1. Introduction

Beehive is a Java based framework for parallel programming of graph applications using a transactional model of task execution. Many data analytic applications for large scale graph data require parallel processing utilizing a cluster computing environment. Parallelism in many graph problems tends to be fine-grained and irregular, and it is not easy to extract parallelism through static analysis and data partitioning. This is called amorphous paralleism.

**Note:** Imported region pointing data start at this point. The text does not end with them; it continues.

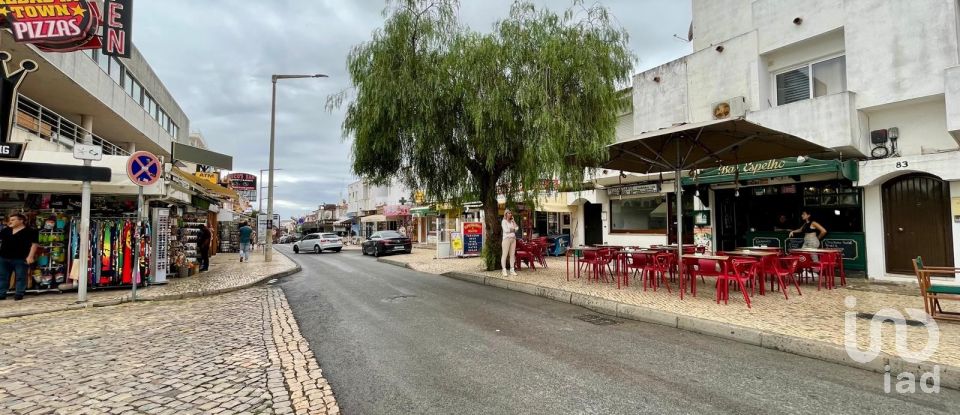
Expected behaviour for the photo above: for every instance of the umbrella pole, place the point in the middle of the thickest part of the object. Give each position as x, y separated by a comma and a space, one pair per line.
679, 193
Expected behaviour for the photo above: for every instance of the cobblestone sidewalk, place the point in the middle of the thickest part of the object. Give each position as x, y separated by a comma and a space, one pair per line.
226, 273
240, 353
815, 315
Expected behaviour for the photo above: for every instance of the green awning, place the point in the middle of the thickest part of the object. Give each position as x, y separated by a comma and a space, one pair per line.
775, 168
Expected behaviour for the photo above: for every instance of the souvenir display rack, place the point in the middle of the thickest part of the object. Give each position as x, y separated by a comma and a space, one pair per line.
189, 236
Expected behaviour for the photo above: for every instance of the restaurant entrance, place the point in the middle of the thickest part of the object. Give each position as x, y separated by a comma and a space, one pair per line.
592, 223
764, 215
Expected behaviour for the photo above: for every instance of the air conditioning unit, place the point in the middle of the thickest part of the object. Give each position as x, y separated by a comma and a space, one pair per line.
731, 108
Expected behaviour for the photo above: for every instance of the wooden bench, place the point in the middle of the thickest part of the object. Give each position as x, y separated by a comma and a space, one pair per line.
933, 293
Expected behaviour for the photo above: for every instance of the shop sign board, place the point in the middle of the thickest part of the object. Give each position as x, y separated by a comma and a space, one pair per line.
244, 184
87, 152
773, 168
639, 189
210, 177
851, 250
144, 168
117, 28
396, 210
472, 238
64, 26
11, 151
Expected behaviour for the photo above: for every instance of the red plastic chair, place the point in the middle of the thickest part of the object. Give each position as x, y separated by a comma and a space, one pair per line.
524, 255
660, 267
785, 269
638, 264
739, 271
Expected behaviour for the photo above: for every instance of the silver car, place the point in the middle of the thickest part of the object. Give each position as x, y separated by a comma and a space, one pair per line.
318, 242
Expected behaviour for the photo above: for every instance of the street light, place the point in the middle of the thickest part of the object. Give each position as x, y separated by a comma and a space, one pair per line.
268, 252
260, 190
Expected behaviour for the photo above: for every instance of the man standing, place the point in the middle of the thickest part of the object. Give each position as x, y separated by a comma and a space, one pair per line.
18, 249
245, 233
203, 247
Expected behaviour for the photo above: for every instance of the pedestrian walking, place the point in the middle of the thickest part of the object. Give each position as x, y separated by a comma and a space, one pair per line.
19, 246
812, 231
509, 244
203, 247
246, 232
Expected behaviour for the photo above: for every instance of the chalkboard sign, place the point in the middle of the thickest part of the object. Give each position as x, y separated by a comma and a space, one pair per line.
472, 244
794, 243
851, 250
766, 241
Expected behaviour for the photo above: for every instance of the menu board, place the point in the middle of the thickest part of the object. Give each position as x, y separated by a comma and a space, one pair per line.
766, 241
849, 246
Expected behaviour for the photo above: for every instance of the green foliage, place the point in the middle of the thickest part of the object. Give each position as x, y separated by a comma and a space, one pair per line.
456, 113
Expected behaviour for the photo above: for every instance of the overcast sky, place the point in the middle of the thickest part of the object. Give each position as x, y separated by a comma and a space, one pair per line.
216, 58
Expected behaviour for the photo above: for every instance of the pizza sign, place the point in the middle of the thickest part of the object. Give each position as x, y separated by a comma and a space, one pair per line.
54, 25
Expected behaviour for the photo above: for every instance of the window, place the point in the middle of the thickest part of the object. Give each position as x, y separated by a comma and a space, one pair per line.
645, 215
115, 70
103, 61
137, 92
828, 77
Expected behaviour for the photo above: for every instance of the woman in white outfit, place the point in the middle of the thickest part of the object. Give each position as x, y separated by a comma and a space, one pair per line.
811, 230
509, 244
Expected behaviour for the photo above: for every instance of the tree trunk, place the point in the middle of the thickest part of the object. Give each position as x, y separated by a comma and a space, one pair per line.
493, 234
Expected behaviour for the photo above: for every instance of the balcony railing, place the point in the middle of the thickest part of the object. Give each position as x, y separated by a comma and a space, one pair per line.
50, 126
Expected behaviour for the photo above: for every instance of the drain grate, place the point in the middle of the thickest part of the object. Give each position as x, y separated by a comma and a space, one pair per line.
397, 298
597, 319
893, 320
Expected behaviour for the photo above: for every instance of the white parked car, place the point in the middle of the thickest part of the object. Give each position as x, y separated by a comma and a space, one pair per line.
318, 242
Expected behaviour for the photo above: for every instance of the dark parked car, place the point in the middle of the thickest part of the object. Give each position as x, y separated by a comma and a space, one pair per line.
386, 242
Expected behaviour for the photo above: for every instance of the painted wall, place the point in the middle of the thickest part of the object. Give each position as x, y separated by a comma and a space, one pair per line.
715, 21
659, 104
922, 125
830, 121
88, 75
952, 100
773, 20
898, 49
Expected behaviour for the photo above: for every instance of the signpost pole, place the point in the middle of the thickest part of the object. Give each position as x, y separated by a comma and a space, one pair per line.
83, 262
83, 273
136, 244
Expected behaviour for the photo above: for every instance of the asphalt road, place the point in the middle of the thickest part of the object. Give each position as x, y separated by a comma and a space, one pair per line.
391, 340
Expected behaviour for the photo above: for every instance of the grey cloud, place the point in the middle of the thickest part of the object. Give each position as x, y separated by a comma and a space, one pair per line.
216, 58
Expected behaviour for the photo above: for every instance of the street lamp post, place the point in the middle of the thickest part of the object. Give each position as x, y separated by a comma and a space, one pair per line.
260, 190
268, 252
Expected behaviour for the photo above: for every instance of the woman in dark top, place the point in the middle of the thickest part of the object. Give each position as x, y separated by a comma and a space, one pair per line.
811, 230
19, 246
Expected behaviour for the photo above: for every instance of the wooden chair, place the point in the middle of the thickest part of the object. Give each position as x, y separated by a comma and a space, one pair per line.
932, 293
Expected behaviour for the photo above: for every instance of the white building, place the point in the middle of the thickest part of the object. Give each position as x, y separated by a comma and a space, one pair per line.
833, 72
376, 208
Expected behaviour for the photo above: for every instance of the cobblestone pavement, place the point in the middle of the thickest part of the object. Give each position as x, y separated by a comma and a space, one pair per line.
226, 273
240, 353
815, 315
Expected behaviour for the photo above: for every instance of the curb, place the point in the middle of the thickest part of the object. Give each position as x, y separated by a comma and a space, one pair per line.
167, 297
815, 349
394, 262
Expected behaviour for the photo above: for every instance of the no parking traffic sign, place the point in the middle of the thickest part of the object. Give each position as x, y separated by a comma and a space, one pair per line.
143, 168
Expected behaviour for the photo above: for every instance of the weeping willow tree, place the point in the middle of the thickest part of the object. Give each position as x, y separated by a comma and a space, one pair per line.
463, 115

Graph problems with amorphous paralleism cannot be easily partitioned for programming using the MapReduce model. The Beehive framework addresses this problem based on a transactional model of parallel programming. In Beehive, vertex-centric computation tasks for a problem are executed as serializable translations using an optimistc model for concurrency control.

1.1 Beehive Computation Model

Graph data is stored in the RAM of the cluster nodes using a key-value based storage model which provides locaiton-transparancy in accessing data. Node (graph vertex) ids are used as keys. A node object contains directed edges for other nodes in the graph. Beehive allows different types of edges between two nodes, this facilitates applications involving hyper graph structures.

The two abstractions in the Beehive computation model are task and transactions:

Execution phases of a transactional task are based on the optimistic execution model [Kung & Robinson 1981] as illustrated below.

Beehive's framework executes a Validation Service on one of the dedicated cluster nodes. A transactional task executes the following steps during its execution. If the validation phase results in abort, then the task is re-executed as a new transaction.

  1. Transaction (task) aquires the 'Start-Timestamp' when it begins execution

  2. Transaction executes Read and Compute phases

  3. Validation service checks that no concurrent transactions committed after the start-timestamp has any read-write or write-write conflicts.

  4. Validation service assigns a Commit-Timestamp to the transaction on commit.

  5. Transaction writes the updates to the global key-value storage

  6. Adds any new tasks to the taskpool

  7. Reports completion to the global validation service

1.2 Beehive System Architecture

Each cluster nodes executes a Java process which contains the following components:

  1. A local workpool containing tasks to be executed

  2. Key-value based storage system called HashtableServer, storing a subset of the items in the globally shared storage system

  3. A pool of worker threads which fetch and execute tasks from the local workpool.